Now the Cardinals find themselves reaping the bountiful harvest of prospects they've been caring for since 2005 on. The organization has built depth in their system and blue-chip prospects that is arguably the best in the league. I'd take the Cardinals pre-arbitration team over just about anyone else's.
The Cardinals aren't likely to see the arrival of pitchers like Shelby Miller, Michael Wacha, Carlos Martinez and Trevor Rosenthal for a while again and almost certainly not at the same time. The coincidence of their ascendance to the majors makes for a formidable amount of young, cheap talent producing at the same time.
In a few years, it will make for a formidable amount of young, highly credentialed talent headed for arbitration at the same time.
This will be the Cardinals next looming decision on a large scale and it is a fascinating one. The Cardinals aren't the Tampa Bay Rays or Oakland Athletics that have to trade away their talent. The club has shown a willingness to extend young players when it makes sense for both sides (see: Jaime Garcia, Allen Craig). But extending one or two players is different than extending five or six. The club has also seen some of their early contract extensions hampered by injuries.  Their is risk there.
So while the Cardinals don't have to be the Rays or Athletics, in a sense they get to be those teams -- or at least the best part of those teams. The Cardinals will have the chance to be supremely opportunistic over the next 3-4 years. They get the chance to watch for the next Wil Myers who is about to hit the market from a desperate GM and then trade for that player from their stock of players approaching free agency.
David Freese isn't a perfect parable for this story. He was coming off a down year and the Cardinals received an injured player in return. As much as anything, this was a swap of underperforming players. From a contract perspective, however, this is exactly the type of deal the Cardinals will be looking to make in coming years. They shift a player whose salary is rising and whom they aren't overly interested in extending to another club for a cost controlled, younger asset.
The trade of Freese has all sorts of complicating factors but it's the first indication in some time that he Cardinals are willing to part with some slightly aged Fabrege eggs -- to resurrect the derisive Joe Strauss term from a few years ago. (PS - I have to wonder if Strauss sees how foolish that all looks now that said eggs were the foundation of the Cardinals post season run last year. I'll guess he lacks the introspective quality to acknowledge it. Alas.) The club now has to figure out how to transition from trading those medium value players like Freese to trading someone with a lot more value that they can't agree to a club-friendly deal with.

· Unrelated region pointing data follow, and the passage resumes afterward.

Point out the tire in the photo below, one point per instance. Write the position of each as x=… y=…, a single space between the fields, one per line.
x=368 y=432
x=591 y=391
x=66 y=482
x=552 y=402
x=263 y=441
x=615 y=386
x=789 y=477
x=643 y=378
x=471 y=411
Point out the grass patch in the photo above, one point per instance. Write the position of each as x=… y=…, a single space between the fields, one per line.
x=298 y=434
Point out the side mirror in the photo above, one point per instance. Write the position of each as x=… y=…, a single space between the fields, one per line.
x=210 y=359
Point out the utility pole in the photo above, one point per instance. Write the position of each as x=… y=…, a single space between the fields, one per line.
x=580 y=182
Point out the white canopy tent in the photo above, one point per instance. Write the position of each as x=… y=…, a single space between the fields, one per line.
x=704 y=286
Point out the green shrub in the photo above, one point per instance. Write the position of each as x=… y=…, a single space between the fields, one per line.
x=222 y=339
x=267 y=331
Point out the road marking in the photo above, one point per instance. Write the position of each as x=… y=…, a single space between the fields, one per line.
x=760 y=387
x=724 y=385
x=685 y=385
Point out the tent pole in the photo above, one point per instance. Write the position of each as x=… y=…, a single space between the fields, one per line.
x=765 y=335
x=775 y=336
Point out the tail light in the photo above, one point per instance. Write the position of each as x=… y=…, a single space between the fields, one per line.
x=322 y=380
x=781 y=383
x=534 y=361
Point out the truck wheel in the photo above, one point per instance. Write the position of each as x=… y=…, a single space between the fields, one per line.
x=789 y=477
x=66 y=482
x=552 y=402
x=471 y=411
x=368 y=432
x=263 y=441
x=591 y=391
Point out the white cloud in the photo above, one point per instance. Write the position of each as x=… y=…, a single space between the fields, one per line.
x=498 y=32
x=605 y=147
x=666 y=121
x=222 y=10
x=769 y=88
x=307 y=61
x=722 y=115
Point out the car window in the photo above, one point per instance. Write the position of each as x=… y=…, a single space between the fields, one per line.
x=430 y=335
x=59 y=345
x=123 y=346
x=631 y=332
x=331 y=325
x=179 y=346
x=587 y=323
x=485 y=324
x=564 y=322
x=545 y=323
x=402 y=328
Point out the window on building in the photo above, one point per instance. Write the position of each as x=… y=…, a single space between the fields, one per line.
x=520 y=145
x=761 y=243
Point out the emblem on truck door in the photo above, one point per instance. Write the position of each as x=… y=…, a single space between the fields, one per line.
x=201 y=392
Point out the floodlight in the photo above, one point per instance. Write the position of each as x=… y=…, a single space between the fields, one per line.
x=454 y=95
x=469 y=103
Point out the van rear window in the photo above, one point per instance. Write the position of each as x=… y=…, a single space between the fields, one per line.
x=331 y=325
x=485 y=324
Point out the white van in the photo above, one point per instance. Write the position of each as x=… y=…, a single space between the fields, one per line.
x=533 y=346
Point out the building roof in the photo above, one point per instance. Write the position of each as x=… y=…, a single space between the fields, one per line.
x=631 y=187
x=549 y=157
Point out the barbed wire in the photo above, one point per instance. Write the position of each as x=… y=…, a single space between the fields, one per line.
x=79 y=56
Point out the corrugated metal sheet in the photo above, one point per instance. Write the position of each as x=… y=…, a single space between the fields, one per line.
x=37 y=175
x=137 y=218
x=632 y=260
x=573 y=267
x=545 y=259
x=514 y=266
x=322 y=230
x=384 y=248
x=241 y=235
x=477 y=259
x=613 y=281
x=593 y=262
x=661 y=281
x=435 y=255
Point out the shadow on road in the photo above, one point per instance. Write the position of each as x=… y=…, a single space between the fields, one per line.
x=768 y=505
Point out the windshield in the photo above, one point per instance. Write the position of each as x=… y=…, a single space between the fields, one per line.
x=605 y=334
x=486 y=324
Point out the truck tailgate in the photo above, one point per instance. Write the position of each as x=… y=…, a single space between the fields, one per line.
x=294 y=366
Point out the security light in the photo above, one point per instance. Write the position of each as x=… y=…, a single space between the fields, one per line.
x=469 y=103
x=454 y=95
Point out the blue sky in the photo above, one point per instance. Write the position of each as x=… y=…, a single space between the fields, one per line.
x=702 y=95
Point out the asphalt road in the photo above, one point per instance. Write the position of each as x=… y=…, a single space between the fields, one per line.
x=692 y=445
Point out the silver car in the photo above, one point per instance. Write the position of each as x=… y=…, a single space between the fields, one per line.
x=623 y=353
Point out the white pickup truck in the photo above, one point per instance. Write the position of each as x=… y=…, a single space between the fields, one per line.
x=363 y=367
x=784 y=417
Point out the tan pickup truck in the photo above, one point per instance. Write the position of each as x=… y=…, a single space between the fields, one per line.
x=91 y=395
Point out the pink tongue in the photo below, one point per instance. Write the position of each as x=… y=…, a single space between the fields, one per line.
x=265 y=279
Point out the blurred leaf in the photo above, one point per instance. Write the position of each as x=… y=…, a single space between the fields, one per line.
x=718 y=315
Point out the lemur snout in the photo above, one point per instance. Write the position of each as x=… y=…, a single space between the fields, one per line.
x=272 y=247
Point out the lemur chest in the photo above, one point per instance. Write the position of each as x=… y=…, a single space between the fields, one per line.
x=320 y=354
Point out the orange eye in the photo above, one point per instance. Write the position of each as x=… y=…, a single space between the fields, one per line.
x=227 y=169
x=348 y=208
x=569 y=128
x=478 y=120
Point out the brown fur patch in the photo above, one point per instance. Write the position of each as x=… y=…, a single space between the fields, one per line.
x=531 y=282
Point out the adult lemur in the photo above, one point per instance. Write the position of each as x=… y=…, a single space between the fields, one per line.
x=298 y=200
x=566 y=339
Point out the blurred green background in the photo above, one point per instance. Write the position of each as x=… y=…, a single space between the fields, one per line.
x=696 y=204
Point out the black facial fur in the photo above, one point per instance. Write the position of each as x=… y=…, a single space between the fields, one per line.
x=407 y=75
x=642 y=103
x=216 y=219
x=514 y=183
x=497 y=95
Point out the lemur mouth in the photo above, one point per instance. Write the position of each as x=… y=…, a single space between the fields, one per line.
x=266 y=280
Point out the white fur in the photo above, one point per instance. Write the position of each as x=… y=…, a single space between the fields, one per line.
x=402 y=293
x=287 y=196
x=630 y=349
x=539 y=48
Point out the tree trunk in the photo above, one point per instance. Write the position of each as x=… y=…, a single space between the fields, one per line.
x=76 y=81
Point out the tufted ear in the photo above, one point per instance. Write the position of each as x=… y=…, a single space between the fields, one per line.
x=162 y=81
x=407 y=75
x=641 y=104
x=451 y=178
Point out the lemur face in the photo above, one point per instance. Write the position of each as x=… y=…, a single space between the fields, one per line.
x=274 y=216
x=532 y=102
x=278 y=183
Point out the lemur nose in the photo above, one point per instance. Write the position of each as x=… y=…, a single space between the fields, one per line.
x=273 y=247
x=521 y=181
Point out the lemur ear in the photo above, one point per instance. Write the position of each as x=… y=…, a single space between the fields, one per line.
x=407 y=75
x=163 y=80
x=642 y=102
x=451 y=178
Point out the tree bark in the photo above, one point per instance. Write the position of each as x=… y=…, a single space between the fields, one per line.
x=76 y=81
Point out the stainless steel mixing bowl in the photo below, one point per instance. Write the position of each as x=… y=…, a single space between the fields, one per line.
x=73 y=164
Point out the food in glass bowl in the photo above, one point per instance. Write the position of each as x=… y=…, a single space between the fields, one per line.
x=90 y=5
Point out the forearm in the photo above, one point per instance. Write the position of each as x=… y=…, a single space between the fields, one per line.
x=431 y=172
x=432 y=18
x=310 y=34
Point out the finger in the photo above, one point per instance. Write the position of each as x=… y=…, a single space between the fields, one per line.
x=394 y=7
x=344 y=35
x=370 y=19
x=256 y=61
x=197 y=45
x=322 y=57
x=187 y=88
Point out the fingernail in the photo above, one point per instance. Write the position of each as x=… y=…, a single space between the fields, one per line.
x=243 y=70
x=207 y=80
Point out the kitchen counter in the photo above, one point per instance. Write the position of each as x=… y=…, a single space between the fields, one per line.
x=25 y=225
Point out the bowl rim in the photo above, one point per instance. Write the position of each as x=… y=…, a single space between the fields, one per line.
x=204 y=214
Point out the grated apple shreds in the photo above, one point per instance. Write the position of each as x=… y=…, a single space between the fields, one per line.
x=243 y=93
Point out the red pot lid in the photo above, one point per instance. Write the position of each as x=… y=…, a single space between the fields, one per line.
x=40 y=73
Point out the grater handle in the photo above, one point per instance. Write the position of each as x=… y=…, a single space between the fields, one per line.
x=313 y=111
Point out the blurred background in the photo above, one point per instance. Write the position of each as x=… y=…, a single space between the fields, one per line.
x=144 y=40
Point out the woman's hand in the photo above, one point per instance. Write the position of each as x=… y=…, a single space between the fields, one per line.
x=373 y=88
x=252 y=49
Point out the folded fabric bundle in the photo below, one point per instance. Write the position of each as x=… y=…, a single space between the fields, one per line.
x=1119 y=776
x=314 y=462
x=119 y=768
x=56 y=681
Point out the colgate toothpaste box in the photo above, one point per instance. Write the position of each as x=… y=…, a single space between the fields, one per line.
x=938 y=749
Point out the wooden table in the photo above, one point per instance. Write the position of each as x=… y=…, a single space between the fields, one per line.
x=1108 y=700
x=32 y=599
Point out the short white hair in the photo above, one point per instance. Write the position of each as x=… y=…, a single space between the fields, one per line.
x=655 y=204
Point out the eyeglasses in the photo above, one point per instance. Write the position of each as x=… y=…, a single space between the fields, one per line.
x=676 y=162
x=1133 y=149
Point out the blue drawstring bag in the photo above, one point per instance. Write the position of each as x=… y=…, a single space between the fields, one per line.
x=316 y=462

If you've watched the Athletics or Rays over the years, what they've shown is that there is a pretty clean timeline for moving a player. Somewhere between that player having two seasons of arbitration left and having one season of arbitration left. Basically, there's a two offseason window with a summer trade deadline in between. Trading players too early is giving up too much of their surplus value. Trading players too late means a diminished return during the trade.  Call it the Goldilocks of trade timing: not to early, not to late but just right.
Each trade is it's own beast and no one is immune to a bad trade. The particulars of what dumb/desperate GMs are out there in any given offseason vary. The availability of other prospects that interest a team changes.  But the Cardinals have an opportunity to turn their drafting success into a cyclical product that essentially rebuilds itself -- while continuing to augment through the draft.
The Athletics and the Rays have shown what that model looks like. The Cardinals can emulate it. The fun part is that the Cardinals can emulate it ... and then spend another $60M a year that those clubs can't.
It's a good time to be a Cardinals fan.